4. Rotational Diagram Analysis:
   Gaussian fits yielded line widths of 0.4–4 km s⁻¹. Three sources (B1‑b, IRAS 03254, L1489 IRS) show narrow lines (< 1 km s⁻¹), indicating quiescent gas rather than outflow or hot‑corino emission. Rotational temperatures derived from the diagrams are low (4–9 K), consistent with sub‑thermal excitation in densities ≈10⁴ cm⁻³. Column densities span 1.8–27 × 10¹³ cm⁻² for CH₃OH and 0.1–2.4 × 10¹³ cm⁻² for HNCO.

5. Gas‑Ice Comparison:
   Ice column densities (from Spitzer) are expressed relative to H₂O, which itself correlates with total dust column. The average gas‑to‑ice ratio for the quiescent gas is 1.2 × 10⁻⁴. This lies within the range predicted by photodesorption models (10⁻⁴–10⁻³) for typical UV photon fluxes generated by cosmic‑ray excitation of H₂. The authors plot gas versus ice abundances (Fig. 5) and find that all detections and upper limits are compatible with constant ratios of (1–5) × 10⁻⁴.

6. Interpretation & Implications:
   The narrow line widths, low excitation temperatures, and agreement with photodesorption predictions collectively argue that the observed gas originates from non‑thermal desorption of the ice mantles. Gas‑phase chemistry cannot account for the observed CH₃OH and HNCO abundances at these low temperatures.

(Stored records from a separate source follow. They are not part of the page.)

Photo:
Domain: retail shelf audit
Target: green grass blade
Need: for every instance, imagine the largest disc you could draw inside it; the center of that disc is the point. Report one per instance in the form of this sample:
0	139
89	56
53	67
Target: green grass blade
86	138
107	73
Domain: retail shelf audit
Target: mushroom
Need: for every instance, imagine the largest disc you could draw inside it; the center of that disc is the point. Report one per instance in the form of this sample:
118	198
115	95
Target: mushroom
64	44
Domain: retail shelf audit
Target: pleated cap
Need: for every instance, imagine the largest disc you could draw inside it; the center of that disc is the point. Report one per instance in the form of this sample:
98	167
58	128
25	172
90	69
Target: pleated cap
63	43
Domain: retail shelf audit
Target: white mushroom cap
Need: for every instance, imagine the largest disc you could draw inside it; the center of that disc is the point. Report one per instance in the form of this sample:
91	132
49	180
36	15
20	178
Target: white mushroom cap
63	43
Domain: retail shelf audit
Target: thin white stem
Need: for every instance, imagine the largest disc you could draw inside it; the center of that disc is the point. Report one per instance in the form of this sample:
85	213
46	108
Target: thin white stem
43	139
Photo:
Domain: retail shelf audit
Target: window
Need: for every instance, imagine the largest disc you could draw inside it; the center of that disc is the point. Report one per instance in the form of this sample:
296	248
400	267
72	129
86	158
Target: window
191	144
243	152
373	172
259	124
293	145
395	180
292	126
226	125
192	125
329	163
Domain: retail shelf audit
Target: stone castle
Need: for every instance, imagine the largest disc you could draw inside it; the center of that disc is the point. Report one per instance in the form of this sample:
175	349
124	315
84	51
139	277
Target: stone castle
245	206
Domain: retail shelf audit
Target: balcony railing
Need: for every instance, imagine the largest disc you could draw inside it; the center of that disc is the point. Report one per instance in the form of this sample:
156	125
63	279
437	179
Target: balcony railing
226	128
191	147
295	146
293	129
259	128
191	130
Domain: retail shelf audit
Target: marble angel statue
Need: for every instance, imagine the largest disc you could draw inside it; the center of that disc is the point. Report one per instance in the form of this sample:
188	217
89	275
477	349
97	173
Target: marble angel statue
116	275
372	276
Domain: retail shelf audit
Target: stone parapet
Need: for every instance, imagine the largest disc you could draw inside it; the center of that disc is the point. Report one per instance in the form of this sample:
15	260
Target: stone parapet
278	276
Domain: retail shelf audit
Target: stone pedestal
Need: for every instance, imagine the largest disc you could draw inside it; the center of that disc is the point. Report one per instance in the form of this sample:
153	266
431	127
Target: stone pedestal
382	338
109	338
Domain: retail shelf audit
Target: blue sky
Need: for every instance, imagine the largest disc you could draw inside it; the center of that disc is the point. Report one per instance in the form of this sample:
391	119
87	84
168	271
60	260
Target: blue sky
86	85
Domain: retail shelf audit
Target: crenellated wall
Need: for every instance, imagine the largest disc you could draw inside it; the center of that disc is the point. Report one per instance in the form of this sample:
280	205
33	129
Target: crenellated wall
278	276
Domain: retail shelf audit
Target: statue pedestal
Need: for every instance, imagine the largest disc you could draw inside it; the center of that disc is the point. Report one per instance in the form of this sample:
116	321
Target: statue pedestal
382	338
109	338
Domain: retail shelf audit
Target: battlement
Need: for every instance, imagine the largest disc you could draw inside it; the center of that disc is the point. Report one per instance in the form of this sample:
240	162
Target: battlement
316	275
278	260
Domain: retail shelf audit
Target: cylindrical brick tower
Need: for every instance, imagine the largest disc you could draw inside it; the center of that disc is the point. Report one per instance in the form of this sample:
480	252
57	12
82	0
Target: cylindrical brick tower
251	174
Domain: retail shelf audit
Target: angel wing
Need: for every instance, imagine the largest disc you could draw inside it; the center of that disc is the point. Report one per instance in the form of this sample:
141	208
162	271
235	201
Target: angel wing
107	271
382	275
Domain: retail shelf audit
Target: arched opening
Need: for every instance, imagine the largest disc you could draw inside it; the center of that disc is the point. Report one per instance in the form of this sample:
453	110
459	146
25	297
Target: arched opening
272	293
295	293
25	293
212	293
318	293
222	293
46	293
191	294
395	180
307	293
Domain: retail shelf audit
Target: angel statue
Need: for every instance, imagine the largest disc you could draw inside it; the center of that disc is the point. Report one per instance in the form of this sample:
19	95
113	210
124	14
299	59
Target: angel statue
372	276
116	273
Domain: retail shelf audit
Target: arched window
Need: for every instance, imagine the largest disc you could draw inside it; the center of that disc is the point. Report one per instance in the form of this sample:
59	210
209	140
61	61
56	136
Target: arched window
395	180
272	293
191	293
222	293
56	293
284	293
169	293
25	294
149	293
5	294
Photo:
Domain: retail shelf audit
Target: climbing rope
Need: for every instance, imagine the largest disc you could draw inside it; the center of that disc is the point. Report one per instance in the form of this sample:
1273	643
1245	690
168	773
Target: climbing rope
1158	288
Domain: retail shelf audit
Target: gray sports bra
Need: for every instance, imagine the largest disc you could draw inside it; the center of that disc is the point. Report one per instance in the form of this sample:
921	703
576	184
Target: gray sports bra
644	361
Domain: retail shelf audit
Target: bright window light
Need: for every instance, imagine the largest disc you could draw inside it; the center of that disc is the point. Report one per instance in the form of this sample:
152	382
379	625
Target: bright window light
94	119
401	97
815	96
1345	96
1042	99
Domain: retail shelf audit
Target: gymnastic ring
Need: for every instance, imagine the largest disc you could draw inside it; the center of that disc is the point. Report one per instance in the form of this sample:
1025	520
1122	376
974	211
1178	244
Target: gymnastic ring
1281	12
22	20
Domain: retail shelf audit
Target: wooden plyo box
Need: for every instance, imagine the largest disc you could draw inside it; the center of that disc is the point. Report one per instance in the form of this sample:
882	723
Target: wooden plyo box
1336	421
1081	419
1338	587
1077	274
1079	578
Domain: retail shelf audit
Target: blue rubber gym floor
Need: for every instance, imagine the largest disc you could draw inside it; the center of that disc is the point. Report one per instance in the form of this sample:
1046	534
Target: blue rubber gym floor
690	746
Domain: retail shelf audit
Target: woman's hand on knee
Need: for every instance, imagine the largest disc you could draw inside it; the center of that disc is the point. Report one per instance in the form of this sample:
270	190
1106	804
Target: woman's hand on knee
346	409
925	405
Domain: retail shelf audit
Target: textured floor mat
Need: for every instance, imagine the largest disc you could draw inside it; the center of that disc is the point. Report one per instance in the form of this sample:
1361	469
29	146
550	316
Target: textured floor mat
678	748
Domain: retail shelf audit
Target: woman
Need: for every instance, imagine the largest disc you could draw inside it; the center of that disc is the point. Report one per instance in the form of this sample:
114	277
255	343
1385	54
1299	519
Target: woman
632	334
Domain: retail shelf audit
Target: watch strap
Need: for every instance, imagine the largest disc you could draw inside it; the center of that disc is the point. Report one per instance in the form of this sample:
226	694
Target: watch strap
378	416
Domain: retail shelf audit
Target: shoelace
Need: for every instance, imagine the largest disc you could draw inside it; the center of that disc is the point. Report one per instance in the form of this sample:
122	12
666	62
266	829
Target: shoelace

Consequently, measuring the gas phase of a few key molecules can provide a proxy for the bulk ice composition, opening a new avenue for studying complex organics that are otherwise invisible in ice spectra.

7. Limitations & Future Work:
   The study suffers from a small sample size and many upper limits, preventing a statistically robust correlation. Some sources (e.g., SVS 4‑5) have contamination from nearby outflows, complicating the interpretation. The authors stress the need for larger surveys, observations of additional transitions to better constrain excitation, and laboratory photodesorption data for a broader set of ice species to reduce systematic uncertainties.

Conclusion:
This pilot investigation demonstrates that non‑thermal desorption, particularly photodesorption, can release measurable amounts of CH₃OH and HNCO into the cold gas surrounding low‑mass protostars. The resulting gas‑to‑ice ratios align with theoretical expectations, and a tentative correlation between gas and ice abundances suggests that gas‑phase observations can serve as indirect diagnostics of ice composition. Expanding the sample and refining laboratory inputs will be essential to establish this method as a reliable tool for probing the chemistry of interstellar ices, especially for complex organics that evade direct infrared detection.